Dabei lebten die Priebs in den »Wolfschen Wohnblöcken« lange Zeit regelrecht privilegiert: Gebaut hatte die schönen Mehrfamilienhäuser aus Backstein eine familiengeführte Wohnungsgesellschaft aus Frechen, die über Jahrzehnte moderate Mieten garantierte – ehe ein Investor anfing, die Wohnungen reihenweise aufzukaufen. Seitdem steigen die Mieten konstant. Wer auszieht, macht Platz für eine Kernsanierung, die weitere Aufschläge nach sich zieht. »Wer noch alte Mietverträge hat, kommt gut zurecht und will eigentlich gerne bleiben«, sagt Markus Priebs. Allerdings wohnten immer mehr ältere Leute in zum Teil riesigen Wohnungen, weil sie sich keine neue, kleinere, womöglich seniorengerechte leisten könnten. »Wer heute eine neue Wohnung mit drei Zimmern sucht, kann so etwas nur noch als WG finanzieren, aber nicht als Familie.« Schon für ein weiteres Zimmer hätten sie locker 500 Euro mehr einplanen müssen.
»Eine neue Doppelhaushälfte in Köln kostet schnell durchschnittlich 600.000 Euro – in Trendvierteln wie Sülz auch mal 300.000 Euro mehr.«
Tina Priebs
Die Frage also war: Zahlen oder gehen?
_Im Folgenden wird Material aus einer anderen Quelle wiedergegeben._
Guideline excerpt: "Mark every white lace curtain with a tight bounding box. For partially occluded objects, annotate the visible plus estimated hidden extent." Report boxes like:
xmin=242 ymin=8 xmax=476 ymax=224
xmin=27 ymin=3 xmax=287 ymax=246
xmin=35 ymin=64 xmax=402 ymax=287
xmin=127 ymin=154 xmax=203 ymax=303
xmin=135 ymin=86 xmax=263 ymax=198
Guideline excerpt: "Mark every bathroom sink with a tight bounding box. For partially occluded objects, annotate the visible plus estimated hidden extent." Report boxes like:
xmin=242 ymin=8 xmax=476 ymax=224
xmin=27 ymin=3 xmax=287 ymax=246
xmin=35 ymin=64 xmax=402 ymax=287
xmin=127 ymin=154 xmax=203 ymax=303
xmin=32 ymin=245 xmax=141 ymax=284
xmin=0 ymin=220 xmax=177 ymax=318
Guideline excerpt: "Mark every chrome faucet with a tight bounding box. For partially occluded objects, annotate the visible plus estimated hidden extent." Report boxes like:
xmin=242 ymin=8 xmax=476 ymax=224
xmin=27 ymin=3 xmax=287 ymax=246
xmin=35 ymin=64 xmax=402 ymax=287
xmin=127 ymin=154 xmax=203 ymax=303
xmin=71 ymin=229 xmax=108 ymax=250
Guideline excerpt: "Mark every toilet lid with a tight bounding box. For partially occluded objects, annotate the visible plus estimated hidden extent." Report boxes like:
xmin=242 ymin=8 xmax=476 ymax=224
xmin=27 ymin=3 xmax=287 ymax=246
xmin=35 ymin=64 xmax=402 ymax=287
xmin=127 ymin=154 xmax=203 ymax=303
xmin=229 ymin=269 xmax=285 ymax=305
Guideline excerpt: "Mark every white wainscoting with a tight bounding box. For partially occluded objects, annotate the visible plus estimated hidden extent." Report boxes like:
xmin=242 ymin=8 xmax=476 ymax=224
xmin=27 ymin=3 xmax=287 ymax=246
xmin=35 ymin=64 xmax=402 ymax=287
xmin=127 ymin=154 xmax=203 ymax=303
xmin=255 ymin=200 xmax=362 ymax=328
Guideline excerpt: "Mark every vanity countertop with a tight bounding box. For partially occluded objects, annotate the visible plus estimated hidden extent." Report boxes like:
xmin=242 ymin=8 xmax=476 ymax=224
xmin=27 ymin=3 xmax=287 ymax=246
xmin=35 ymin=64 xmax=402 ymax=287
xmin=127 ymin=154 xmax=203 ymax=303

Eine neue Doppelhaushälfte in Köln kostet schnell durchschnittlich 600.000 Euro – in Trendvierteln wie Sülz auch mal 300.000 Euro mehr. »So haben wir uns schließlich in die Kartei der Stadt Pulheim aufnehmen lassen«, sagt Tina Priebs. 3000 Exposés für Baugrundstücke hätte die kleine Kommune im Kölner Speckgürtel an Familien geschickt. Für 90 Baugrundstücke zwischen 287 und 700 Quadratmetern, die man nicht hätte einfach kaufen können – man musste sich auf sie bewerben. Allerdings im Fall einer Doppelhaushälfte, wie sie sich die Priebs wünschten, nicht allein, sondern mit einer zweiten Familie. Doch die musste erstmal gefunden werden.
Um das zu erleichtern, stellte die Stadt Pulheim Listen mit Adressen zusammen. Verzeichnet waren darauf 40 Familien, die die Priebs nach und nach anschrieben und fragten: Wollt ihr mit uns bauen? Wie viele Zimmer wünscht ihr euch? Einen Keller oder nicht? So bekamen sie schließlich den Zuschlag für ein Baugrundstück in »Feldrand- und Südhanglage« – mit fremden Leuten. »Sympathisch sind wir uns natürlich schon«, räumt Tina Priebs ein. 112.000 Euro hat ihr 287 Quadratmeter großes Grundstück nun gekostet. »Inklusive Baunebenkosten landen wir dann wohl bei 430.000 Euro.« Vergleichsweise günstig. Dafür ist vorgeschrieben, dass das neue Haus ein Satteldach haben muss. Es darf sieben Meter breit, zwölf Meter lang und bis zu 170 Quadratmeter groß werden – nicht weniger, aber auch nicht mehr. Und auch wenn die S-Bahn von Pulheim bis zum Kölner Hauptbahnhof nur zehn Minuten fährt – zu Fuß in die Spätvorstellung geht es dann künftig wohl nicht mehr so leicht. Dafür bekommt bald jedes Kind sein eigenes Zimmer. Im Eigenheim am Rande der Stadt.